## Other features

As mentioned before, the POS tags are not usually enough to provide our algorithm with the necessary information to make accurate inferences. Luckyly for us, we can provide our algorithm with many more features

In [None]:
from vuelax.tokenisation import index_emoji_tokenize
import pandas as pd
import csv

Starting from our already labelled dataset (remember I have a file called `data/to_label.csv`).
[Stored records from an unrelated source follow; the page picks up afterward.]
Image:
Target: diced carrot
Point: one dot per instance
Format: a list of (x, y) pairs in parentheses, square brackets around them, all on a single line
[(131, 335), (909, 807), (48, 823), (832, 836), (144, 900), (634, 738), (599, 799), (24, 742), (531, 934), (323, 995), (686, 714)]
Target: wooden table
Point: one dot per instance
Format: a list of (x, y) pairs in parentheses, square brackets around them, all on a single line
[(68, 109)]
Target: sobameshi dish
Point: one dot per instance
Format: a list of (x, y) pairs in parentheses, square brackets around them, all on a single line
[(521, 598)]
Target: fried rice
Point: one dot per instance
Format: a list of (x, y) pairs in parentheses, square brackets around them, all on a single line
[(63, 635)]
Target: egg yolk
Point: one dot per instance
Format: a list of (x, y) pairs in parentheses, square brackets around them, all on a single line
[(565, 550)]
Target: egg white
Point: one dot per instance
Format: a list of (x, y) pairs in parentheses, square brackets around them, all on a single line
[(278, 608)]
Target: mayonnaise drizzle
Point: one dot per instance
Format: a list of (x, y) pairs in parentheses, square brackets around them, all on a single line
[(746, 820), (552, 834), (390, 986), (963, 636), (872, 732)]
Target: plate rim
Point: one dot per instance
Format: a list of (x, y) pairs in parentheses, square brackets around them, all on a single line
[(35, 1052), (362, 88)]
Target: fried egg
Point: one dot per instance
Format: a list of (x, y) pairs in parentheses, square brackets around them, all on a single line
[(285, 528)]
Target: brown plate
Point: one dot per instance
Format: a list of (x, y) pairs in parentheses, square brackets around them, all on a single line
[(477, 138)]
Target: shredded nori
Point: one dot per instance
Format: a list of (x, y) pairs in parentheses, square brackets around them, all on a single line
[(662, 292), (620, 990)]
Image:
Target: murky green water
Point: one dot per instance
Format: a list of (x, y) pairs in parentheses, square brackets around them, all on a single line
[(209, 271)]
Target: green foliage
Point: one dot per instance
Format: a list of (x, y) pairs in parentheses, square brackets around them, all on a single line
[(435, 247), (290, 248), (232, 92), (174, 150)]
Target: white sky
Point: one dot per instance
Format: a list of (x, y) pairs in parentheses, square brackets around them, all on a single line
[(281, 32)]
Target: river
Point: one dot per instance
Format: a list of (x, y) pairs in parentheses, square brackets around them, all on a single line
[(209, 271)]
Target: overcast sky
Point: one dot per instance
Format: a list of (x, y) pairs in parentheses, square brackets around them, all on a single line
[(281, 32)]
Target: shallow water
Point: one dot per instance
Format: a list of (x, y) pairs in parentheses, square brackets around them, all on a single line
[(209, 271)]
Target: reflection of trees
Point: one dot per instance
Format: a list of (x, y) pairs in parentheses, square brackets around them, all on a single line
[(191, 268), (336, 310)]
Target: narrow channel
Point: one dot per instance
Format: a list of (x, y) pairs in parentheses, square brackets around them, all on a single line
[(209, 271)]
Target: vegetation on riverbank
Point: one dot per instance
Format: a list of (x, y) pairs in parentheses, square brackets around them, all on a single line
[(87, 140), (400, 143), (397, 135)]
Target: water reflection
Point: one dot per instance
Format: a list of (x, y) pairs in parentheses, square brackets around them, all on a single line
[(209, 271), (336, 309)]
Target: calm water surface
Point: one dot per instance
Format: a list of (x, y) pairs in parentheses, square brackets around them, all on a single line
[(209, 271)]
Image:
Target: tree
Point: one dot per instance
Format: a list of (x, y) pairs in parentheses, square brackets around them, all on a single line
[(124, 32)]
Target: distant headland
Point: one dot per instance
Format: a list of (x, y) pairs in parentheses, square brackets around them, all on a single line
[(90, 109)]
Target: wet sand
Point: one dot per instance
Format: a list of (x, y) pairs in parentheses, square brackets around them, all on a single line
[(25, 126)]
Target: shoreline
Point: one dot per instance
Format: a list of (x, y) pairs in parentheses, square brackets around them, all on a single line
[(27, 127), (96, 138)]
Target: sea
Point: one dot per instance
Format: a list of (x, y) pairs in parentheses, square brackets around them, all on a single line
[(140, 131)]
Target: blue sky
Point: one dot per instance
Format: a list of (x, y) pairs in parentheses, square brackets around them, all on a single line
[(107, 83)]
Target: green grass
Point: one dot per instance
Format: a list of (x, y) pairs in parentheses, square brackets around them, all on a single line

The following are just a few helper functions to read and augment our dataset:

In [None]:
labelled_data = pd.read_csv("data/to_label-done.csv")
labelled_data.head()

In [None]:
# Little helper to read from our labelled dataset
def read_whole_offers(dataset):
    current_offer = 0
    rows = []
    for _, row in dataset.iterrows():
        if row['offer_id'] != current_offer:
            yield rows
            current_offer = row['offer_id']
            rows = []
        rows.append(list(row.values))
    yield rows
            
offers = read_whole_offers(labelled_data)
for _ in range(3):
    offer_ids, tokens, positions, pos_tags, labels = zip(*next(offers))
    print(offer_ids)
    print(tokens)
    print(positions)
    print(pos_tags)
    print(labels)
    print()

## Building our training set  

The features I decided to augment the data with are the following:  

 - Lengths of each individual tokens
 - Length of the whole offer (counted in tokens)
 - The POS tag of the token to the left
 - The POS tag of the token to the right
 - Whether the token is uppercase or not


In [None]:
def generate_more_features(tokens, pos_tags):
    lengths =  [len(l) for l in tokens]
    n_tokens =  [len(tokens) for l in tokens]
    augmented = ['<p>'] + list(pos_tags) + ['</p>']
    uppercase = [all([l.isupper() for l in token]) for token in tokens]
    return lengths, n_tokens, augmented[:len(tokens)], augmented[2:], uppercase

In [None]:
offers = read_whole_offers(labelled_data)

extended_headers = [
    "offer_id", 
    "token", 
    "position", 
    "pos_tag", 
    "pos_left", 
    "pos_right", 
    "token_length", 
    "token_count",
    "uppercase",
    "label"
]

with open("data/features-labels.csv", "w") as w:
    writer = csv.writer(w)
    writer.writerow(extended_headers)
    for offer in offers:
        offer_ids, tokens, positions, pos_tags, labels = zip(*offer)
        lenghts, n_tokens, lefts, rights, uppercase = generate_more_features(tokens, pos_tags)
        data = zip(offer_ids, tokens, positions, pos_tags, lefts, rights, lenghts, n_tokens, uppercase, labels)
        for row in data:
            writer.writerow(row)

Then in the file `data/features-labels.csv` our dataset will be ready to use to train our algorithm.